By Dan Weisz
Wishing all of you a Happy New Year!
These photos are some odds and ends from the past few weeks. Each of these subjects seems to demonstrate strength to me.
The resident Foothills Peregrine Falcon was out enjoying breakfast at Skyline and Alvernon one morning. He was dining on Mourning Dove, but do you still call that piece a drumstick??
This profile shows a very engorged crop. The Peregrine is full and is holding extra food in its crop waiting for space to clear in its stomach. Notice how its long wings extend all the way to the end of its tail.
After eating and then resting for a bit, the Peregrine Falcon roused, putting all of its feathers back in place and then promptly flew off the pole right over me and beyond into the desert.
This Red-tailed Hawk was sitting on an adjacent telephone pole a few weeks earlier. I thought it was interesting to compare its profile with that of the Peregrine above. The Red-tailed Hawk rests in a much more vertical pose than the Peregrine, its wings are much shorter and its head is shaped very differently. And of course the plumage differs too. You can see many Red-tailed Hawks on telephone poles throughout the Foothills during this season.
Another bird of prey was soaring low over Sweetwater Wetlands. This hunting style is typical of Northern Harriers, one of Tucson’s winter visitors. Northern Harriers are slim, long-tailed hawks.
As the Northern Harrier turned, its banded tail spread. This tail, the unstreaked belly and darker head lets us know this is an immature bird. Adult females have more whitish undersides with brown streaks. Immatures have a buffy belly with less streaking
The Northern Harrier was once known as a Marsh Hawk as they typically hunted over marshes and fields. Here, at rest, it’s white rump patch shows and the very different face is apparent. The owl-like face looks and functions like an owl’s and Northern Harriers rely on hearing as well as vision to capture prey.

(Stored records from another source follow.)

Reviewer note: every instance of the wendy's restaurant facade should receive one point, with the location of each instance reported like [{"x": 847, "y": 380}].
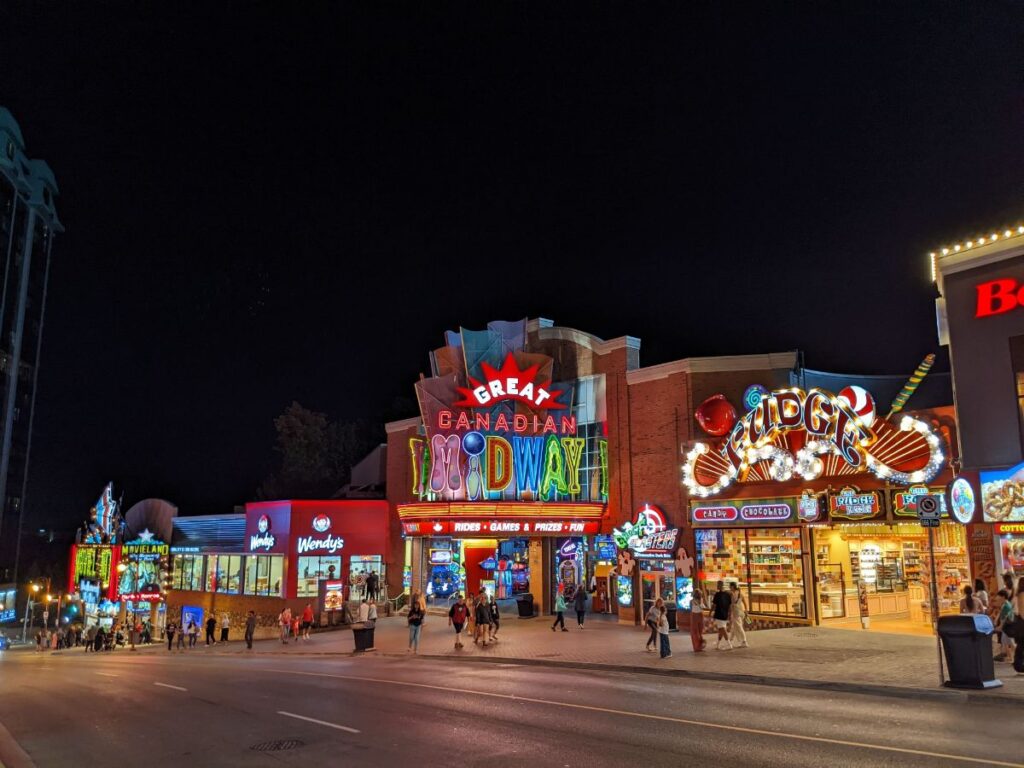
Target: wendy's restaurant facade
[{"x": 278, "y": 554}]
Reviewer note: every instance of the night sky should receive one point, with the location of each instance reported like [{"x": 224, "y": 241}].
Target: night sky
[{"x": 266, "y": 205}]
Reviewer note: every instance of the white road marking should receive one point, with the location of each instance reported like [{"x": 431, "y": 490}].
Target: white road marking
[
  {"x": 318, "y": 722},
  {"x": 168, "y": 685},
  {"x": 663, "y": 718}
]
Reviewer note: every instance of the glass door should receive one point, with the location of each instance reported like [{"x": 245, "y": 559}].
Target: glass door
[{"x": 832, "y": 590}]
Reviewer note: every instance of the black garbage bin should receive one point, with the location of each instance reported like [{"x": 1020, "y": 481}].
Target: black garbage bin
[
  {"x": 525, "y": 606},
  {"x": 967, "y": 640},
  {"x": 364, "y": 636}
]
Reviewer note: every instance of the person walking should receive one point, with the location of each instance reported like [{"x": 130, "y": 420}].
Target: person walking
[
  {"x": 737, "y": 615},
  {"x": 458, "y": 614},
  {"x": 663, "y": 632},
  {"x": 721, "y": 603},
  {"x": 970, "y": 604},
  {"x": 981, "y": 595},
  {"x": 559, "y": 612},
  {"x": 307, "y": 621},
  {"x": 651, "y": 620},
  {"x": 580, "y": 603},
  {"x": 495, "y": 619},
  {"x": 250, "y": 629},
  {"x": 416, "y": 617}
]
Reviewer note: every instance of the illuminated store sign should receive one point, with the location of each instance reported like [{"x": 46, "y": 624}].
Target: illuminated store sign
[
  {"x": 850, "y": 504},
  {"x": 264, "y": 539},
  {"x": 815, "y": 434},
  {"x": 744, "y": 512},
  {"x": 509, "y": 383},
  {"x": 997, "y": 297},
  {"x": 510, "y": 527},
  {"x": 905, "y": 502}
]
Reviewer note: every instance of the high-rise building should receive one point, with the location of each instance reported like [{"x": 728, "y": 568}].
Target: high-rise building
[{"x": 28, "y": 225}]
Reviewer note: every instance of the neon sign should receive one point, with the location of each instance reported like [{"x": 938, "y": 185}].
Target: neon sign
[
  {"x": 997, "y": 297},
  {"x": 830, "y": 435},
  {"x": 509, "y": 383}
]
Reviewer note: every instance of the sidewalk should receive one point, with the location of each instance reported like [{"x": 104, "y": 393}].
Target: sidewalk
[{"x": 811, "y": 656}]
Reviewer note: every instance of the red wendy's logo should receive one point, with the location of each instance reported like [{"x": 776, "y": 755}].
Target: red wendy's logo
[{"x": 509, "y": 383}]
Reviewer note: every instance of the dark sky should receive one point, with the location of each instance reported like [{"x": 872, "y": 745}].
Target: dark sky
[{"x": 265, "y": 205}]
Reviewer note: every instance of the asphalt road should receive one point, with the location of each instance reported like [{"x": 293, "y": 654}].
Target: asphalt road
[{"x": 190, "y": 710}]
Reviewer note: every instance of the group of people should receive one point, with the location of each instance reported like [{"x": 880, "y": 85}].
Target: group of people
[
  {"x": 292, "y": 625},
  {"x": 1006, "y": 608},
  {"x": 728, "y": 615}
]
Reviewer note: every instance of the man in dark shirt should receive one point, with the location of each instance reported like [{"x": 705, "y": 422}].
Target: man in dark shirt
[{"x": 721, "y": 603}]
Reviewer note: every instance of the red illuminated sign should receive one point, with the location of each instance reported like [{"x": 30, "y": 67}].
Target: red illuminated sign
[
  {"x": 509, "y": 383},
  {"x": 998, "y": 296},
  {"x": 497, "y": 526}
]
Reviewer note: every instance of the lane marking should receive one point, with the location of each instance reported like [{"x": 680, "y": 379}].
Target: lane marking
[
  {"x": 318, "y": 722},
  {"x": 173, "y": 687},
  {"x": 662, "y": 718}
]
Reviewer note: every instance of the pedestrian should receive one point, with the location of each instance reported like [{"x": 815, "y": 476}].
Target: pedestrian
[
  {"x": 495, "y": 619},
  {"x": 471, "y": 615},
  {"x": 285, "y": 622},
  {"x": 663, "y": 632},
  {"x": 482, "y": 617},
  {"x": 651, "y": 620},
  {"x": 721, "y": 603},
  {"x": 1004, "y": 615},
  {"x": 970, "y": 604},
  {"x": 1019, "y": 612},
  {"x": 737, "y": 614},
  {"x": 580, "y": 603},
  {"x": 416, "y": 617},
  {"x": 250, "y": 629},
  {"x": 307, "y": 621},
  {"x": 559, "y": 612},
  {"x": 981, "y": 594},
  {"x": 457, "y": 619}
]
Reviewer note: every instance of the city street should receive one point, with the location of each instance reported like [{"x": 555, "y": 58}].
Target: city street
[{"x": 384, "y": 710}]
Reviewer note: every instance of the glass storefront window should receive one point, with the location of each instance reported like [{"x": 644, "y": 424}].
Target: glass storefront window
[{"x": 766, "y": 563}]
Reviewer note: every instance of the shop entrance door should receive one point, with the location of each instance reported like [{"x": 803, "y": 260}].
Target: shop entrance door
[{"x": 832, "y": 591}]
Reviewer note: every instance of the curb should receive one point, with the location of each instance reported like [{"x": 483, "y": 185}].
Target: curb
[{"x": 11, "y": 754}]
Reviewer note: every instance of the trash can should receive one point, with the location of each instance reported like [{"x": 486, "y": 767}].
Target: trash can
[
  {"x": 364, "y": 636},
  {"x": 967, "y": 640},
  {"x": 525, "y": 606}
]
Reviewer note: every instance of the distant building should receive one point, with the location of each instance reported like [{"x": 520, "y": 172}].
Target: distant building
[{"x": 28, "y": 224}]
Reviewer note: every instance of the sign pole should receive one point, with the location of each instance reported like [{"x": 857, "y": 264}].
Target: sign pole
[{"x": 935, "y": 601}]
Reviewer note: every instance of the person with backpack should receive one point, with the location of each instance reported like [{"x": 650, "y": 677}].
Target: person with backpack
[
  {"x": 416, "y": 617},
  {"x": 458, "y": 614},
  {"x": 559, "y": 612}
]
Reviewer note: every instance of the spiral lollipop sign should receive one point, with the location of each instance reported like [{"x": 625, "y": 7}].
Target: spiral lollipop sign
[{"x": 793, "y": 433}]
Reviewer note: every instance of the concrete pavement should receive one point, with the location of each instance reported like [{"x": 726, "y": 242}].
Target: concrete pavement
[{"x": 841, "y": 659}]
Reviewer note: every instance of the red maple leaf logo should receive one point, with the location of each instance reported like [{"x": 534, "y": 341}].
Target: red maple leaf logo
[{"x": 509, "y": 383}]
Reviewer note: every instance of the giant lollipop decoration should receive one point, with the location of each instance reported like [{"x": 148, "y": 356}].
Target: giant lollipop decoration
[{"x": 716, "y": 416}]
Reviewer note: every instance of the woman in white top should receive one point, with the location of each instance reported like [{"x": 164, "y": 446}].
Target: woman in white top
[
  {"x": 970, "y": 604},
  {"x": 737, "y": 614}
]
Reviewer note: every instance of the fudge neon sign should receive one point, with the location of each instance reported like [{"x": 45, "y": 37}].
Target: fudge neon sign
[{"x": 509, "y": 383}]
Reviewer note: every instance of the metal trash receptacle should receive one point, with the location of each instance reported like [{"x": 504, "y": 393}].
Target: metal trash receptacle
[
  {"x": 364, "y": 636},
  {"x": 967, "y": 642},
  {"x": 525, "y": 606}
]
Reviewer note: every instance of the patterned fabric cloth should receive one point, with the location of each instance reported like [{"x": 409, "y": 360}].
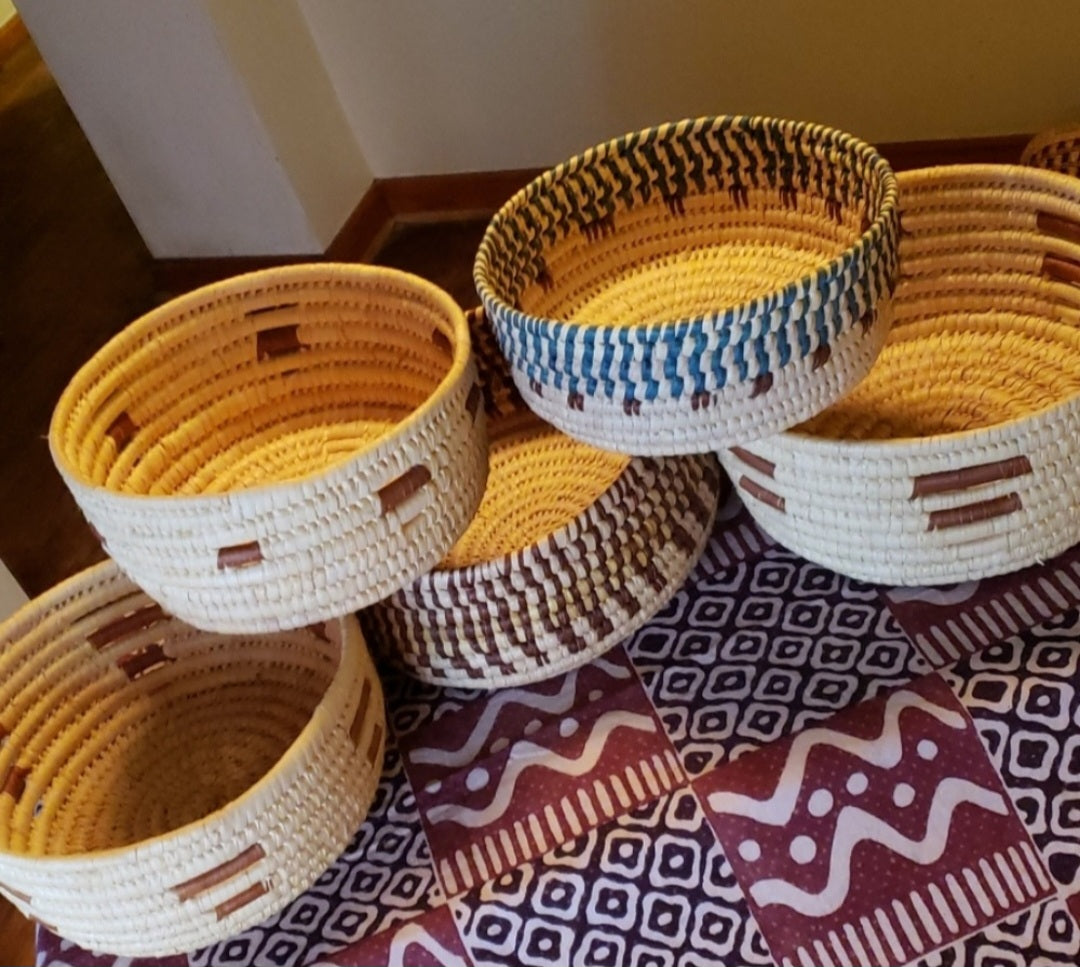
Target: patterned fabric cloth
[{"x": 785, "y": 766}]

In a large palo verde tree in a desert wash, this Great Horned Owl does not appear very happy that I woke her up simply by walking by. Right now many of you may be hearing or seeing Great Horned Owls as they get ready for their breeding season all around the Foothills and Tucson.
Her partner, in a palo verde tree a hundred yards away, is a bit more wide-eyed. It is interesting to see how the owls can get themselves into some very thick vegetation to roost.
Sitting on a dried agave flower stalk, this Cooper’s Hawk had its back to the sun to warm up. The red eye and rusty barring on its chest tells us this is an adult. Cooper’s Hawks are very common throughout Tucson. If you have a grey raptor chasing the birds in your yard, you have a Cooper’s Hawk.
Finally, two shots of a male American Kestrel. The blue-gray wings and spotted belly reveal the gender. As I first approached the Kestrel, I took this profile photo with a large strand of mature trees far in the distance. I thought it provided a nice backdrop.
By taking one step to my left, the background changed so that there was open sky behind the bird. Same bird on the same twig perched exactly the same, but a very slight change of my position changes the look of the photo dramatically.
Our wintering raptors are indeed a sight worth seeing.